Much Ado About Branagh
When in 1990 Kenneth Branagh’s luminous film version of Shakespeare’s Henry V appeared like a comet, it seemed an augury of great things. The young and charismatic British star and director was compared with Laurence Olivier and Orson Welles; he was thought capable of rescuing, single-handedly, the great tradition of Shakespearean cinema, a legacy left critically anemic by three decades of Franco Zefirelli’s bloodletting. Although Branagh followed his debut with a pair of lightweight and inconsequential films, no one seemed to mind. Now, with this summer’s Much Ado About Nothing, he is said to have triumphed again. If only that were true. . . .
The critical hyperbole which has greeted this effort is utterly astonishing. One is perhaps inured to lack of restraint in the New York Times’s Vincent Canby—“a ravishing entertainment,” he called Branagh’s movie—but even less flappable reviewers lost their heads.

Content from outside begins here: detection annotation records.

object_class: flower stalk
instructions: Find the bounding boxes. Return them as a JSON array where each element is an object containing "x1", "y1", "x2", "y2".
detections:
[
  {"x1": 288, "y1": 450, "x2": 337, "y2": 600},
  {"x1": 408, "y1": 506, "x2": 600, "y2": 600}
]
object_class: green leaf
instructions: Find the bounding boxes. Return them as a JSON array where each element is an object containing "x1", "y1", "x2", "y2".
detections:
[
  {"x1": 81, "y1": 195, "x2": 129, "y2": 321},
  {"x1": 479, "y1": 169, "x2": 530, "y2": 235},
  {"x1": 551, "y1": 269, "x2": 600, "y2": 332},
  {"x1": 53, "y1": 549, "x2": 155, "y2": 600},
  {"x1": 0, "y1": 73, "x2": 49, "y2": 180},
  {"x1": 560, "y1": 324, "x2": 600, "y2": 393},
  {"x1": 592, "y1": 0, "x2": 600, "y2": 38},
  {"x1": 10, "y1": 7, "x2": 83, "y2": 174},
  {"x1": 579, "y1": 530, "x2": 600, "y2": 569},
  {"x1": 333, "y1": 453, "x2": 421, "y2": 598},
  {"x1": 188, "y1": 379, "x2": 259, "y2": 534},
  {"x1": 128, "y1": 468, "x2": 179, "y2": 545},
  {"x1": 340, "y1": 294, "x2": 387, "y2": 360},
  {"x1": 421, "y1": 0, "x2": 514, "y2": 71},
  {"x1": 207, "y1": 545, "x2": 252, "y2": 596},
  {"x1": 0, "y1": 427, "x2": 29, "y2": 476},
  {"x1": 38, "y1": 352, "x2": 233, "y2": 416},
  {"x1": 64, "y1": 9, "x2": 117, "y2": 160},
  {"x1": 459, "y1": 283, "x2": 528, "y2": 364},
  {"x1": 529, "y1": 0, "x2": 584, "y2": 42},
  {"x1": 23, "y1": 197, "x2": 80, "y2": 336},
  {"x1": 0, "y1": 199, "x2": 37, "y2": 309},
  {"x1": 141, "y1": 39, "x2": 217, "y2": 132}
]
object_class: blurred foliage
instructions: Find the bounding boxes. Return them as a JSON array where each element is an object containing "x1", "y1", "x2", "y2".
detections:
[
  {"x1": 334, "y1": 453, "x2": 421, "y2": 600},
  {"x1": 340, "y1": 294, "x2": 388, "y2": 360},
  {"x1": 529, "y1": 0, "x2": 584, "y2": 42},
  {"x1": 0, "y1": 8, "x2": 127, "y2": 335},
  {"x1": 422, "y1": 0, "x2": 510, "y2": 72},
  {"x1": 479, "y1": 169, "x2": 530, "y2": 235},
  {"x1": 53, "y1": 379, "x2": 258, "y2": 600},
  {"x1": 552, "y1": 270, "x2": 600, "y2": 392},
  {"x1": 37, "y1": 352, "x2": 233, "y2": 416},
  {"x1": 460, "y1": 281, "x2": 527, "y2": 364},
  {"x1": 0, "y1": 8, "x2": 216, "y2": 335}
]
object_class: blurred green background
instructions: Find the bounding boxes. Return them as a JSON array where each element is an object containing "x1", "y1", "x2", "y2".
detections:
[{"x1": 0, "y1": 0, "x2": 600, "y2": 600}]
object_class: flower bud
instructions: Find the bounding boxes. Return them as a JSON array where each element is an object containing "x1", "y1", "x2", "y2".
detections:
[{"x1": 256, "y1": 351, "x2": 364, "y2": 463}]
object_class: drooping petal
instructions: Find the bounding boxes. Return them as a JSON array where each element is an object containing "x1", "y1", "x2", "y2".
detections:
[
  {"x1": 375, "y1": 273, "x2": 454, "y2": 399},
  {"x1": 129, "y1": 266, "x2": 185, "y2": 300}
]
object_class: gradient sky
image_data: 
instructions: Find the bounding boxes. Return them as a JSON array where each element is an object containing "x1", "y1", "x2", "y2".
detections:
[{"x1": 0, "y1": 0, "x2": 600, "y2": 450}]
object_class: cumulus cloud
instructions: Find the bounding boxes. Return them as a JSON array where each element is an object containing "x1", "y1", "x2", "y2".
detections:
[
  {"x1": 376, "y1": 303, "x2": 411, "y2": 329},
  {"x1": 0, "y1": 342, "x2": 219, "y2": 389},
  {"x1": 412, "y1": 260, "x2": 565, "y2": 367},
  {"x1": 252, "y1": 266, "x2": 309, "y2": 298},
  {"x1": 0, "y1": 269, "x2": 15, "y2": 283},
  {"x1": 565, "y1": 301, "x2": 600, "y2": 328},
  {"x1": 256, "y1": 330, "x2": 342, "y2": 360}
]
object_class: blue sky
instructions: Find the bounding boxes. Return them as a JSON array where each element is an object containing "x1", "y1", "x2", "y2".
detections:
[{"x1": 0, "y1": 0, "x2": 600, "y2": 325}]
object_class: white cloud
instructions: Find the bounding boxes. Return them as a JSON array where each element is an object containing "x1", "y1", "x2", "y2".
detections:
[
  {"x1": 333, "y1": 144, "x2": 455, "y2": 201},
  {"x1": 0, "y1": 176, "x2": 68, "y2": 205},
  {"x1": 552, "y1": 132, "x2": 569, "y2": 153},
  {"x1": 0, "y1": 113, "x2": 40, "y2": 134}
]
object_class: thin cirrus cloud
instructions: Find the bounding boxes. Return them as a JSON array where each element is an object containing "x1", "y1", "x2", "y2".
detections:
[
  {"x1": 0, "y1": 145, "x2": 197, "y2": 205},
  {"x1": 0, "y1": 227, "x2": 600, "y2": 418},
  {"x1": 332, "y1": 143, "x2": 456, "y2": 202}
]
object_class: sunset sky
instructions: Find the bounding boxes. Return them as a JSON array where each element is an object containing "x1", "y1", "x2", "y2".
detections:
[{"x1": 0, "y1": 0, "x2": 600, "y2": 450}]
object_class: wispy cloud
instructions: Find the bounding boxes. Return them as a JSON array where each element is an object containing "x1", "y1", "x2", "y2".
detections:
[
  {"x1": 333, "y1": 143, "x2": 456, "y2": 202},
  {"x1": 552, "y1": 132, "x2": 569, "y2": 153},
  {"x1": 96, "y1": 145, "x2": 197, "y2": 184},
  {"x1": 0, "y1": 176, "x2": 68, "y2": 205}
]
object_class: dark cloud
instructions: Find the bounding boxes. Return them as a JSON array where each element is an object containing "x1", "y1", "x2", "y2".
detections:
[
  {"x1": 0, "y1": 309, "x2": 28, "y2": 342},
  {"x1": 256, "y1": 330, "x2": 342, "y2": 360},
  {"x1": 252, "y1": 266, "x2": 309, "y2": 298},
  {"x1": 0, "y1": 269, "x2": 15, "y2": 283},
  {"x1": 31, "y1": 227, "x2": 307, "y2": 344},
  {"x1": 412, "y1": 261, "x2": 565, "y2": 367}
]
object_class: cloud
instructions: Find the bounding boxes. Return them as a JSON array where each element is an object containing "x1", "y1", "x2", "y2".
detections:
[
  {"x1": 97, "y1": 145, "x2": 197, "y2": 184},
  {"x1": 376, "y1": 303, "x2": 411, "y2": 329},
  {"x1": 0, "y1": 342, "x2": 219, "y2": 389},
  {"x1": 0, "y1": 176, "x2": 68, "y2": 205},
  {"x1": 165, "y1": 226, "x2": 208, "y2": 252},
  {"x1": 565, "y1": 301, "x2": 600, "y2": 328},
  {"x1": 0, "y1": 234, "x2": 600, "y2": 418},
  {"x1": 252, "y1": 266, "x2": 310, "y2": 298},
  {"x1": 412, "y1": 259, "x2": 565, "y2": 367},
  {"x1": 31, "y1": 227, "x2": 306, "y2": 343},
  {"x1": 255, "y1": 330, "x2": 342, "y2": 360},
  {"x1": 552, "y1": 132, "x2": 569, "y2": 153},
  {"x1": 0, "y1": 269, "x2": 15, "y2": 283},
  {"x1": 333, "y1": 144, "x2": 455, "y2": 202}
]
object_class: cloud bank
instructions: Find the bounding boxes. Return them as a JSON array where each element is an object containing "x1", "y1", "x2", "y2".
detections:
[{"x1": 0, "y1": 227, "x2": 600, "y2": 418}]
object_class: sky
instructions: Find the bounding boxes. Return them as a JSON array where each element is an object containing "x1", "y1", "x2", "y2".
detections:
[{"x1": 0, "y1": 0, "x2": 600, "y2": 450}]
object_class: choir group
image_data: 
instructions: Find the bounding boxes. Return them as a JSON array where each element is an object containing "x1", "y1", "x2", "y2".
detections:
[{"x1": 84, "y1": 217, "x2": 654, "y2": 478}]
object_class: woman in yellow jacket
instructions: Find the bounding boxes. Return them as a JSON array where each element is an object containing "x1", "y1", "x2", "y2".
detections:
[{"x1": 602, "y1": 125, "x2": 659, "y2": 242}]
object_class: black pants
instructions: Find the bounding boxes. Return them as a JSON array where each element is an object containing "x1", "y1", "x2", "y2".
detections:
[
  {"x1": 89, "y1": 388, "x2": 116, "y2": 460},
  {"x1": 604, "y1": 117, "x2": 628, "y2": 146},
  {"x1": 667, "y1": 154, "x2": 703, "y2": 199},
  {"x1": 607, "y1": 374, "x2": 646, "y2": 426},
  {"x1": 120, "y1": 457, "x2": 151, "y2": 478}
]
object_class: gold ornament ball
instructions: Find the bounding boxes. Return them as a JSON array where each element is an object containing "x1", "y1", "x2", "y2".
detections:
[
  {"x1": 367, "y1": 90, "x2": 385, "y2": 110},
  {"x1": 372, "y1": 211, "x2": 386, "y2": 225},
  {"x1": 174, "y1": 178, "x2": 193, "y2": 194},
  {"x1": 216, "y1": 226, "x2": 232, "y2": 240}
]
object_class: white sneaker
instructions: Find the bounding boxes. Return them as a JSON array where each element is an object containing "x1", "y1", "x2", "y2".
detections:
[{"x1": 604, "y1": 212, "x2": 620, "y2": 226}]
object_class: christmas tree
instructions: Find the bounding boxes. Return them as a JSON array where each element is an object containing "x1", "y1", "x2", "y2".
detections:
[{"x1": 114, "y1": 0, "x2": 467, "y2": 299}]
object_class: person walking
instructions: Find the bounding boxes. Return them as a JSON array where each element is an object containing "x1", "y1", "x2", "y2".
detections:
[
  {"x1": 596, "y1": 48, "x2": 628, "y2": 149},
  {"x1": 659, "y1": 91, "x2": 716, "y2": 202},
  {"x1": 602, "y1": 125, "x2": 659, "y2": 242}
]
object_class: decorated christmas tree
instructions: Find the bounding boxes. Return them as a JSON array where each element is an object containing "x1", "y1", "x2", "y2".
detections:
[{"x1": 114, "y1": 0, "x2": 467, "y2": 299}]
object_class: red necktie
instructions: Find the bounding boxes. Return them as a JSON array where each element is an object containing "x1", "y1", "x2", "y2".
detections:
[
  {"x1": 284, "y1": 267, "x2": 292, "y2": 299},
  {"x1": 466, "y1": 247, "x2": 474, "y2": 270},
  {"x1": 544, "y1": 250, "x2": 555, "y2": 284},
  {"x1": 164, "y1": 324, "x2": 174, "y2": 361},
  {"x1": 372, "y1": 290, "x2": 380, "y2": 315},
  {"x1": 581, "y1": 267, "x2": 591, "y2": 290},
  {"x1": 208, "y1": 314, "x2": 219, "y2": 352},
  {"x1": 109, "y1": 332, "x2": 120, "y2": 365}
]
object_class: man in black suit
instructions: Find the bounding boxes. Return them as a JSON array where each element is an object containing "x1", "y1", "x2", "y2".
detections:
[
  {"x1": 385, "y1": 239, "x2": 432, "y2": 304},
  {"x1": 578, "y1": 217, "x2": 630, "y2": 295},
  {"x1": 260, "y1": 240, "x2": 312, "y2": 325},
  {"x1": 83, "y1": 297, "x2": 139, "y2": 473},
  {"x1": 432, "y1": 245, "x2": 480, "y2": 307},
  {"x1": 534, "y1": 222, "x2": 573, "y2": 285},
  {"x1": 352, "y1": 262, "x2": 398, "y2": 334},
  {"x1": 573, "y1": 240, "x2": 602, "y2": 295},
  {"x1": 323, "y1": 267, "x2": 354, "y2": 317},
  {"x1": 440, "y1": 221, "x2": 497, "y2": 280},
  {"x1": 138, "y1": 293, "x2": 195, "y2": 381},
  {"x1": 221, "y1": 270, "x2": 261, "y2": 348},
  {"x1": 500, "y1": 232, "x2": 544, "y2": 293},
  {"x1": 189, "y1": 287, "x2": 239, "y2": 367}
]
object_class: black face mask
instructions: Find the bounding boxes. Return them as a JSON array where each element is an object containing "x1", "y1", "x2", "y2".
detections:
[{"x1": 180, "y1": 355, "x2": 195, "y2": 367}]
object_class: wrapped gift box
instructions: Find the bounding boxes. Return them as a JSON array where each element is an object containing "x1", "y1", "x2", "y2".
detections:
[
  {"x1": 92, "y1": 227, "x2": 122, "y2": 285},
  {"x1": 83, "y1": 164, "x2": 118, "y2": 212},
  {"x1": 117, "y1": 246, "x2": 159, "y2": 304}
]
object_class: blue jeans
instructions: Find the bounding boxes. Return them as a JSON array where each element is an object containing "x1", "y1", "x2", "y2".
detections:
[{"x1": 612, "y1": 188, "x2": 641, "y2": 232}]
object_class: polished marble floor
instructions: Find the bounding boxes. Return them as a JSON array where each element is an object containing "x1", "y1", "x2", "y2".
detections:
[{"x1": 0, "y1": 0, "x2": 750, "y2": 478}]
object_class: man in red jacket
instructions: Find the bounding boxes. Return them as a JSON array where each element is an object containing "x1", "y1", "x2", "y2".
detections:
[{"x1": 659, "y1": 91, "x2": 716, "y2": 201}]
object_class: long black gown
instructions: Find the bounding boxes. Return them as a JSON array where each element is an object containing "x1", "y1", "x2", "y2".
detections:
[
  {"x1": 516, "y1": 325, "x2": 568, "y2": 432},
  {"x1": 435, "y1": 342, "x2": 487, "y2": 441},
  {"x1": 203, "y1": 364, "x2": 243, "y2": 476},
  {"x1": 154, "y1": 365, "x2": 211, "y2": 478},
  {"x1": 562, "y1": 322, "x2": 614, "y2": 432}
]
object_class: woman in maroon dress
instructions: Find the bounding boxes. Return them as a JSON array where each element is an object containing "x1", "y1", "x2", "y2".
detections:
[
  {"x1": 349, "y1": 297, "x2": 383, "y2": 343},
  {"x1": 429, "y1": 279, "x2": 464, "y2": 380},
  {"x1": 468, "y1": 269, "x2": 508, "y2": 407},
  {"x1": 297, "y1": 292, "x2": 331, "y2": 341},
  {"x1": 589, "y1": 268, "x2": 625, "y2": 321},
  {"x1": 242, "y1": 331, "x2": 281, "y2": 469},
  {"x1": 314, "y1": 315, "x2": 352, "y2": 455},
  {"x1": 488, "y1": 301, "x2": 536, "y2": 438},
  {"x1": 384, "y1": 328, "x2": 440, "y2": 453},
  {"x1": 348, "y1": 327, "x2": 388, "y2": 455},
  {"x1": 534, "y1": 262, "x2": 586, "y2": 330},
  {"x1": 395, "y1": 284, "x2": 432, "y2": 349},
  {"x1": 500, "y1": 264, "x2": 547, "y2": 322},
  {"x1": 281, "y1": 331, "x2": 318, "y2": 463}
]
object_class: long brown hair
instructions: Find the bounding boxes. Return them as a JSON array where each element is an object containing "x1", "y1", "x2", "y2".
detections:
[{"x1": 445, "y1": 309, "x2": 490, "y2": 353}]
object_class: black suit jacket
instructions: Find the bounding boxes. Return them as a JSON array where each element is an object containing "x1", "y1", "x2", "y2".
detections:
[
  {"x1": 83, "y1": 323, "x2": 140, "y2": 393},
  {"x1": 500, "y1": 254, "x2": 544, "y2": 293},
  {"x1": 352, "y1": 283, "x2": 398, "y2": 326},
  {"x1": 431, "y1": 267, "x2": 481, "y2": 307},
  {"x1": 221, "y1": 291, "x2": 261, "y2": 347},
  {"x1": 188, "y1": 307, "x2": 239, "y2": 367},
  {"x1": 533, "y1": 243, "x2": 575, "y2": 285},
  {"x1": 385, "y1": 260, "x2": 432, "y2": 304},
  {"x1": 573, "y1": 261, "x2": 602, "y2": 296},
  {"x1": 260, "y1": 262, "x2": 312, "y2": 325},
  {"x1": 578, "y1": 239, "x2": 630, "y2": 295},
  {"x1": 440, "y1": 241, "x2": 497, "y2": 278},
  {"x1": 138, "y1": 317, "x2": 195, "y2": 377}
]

Stanley Kauffmann, for example, was so enraptured that he reviewed the movie twice for the New Republic, in notices filled with gush. Emma Thompson, Branagh’s wife and co-star, Kaufmann wrote, is “the first screen actress since Katharine Hepburn to make intelligence sexy”; or, again, “Branagh’s astonishing energy . . . makes him the Atlas on whom this world rests”; or, finally, “one doesn’t often cry for pleasure at a film. It happened here.” In New York magazine, David Denby, too, envisioned audiences weeping with joy.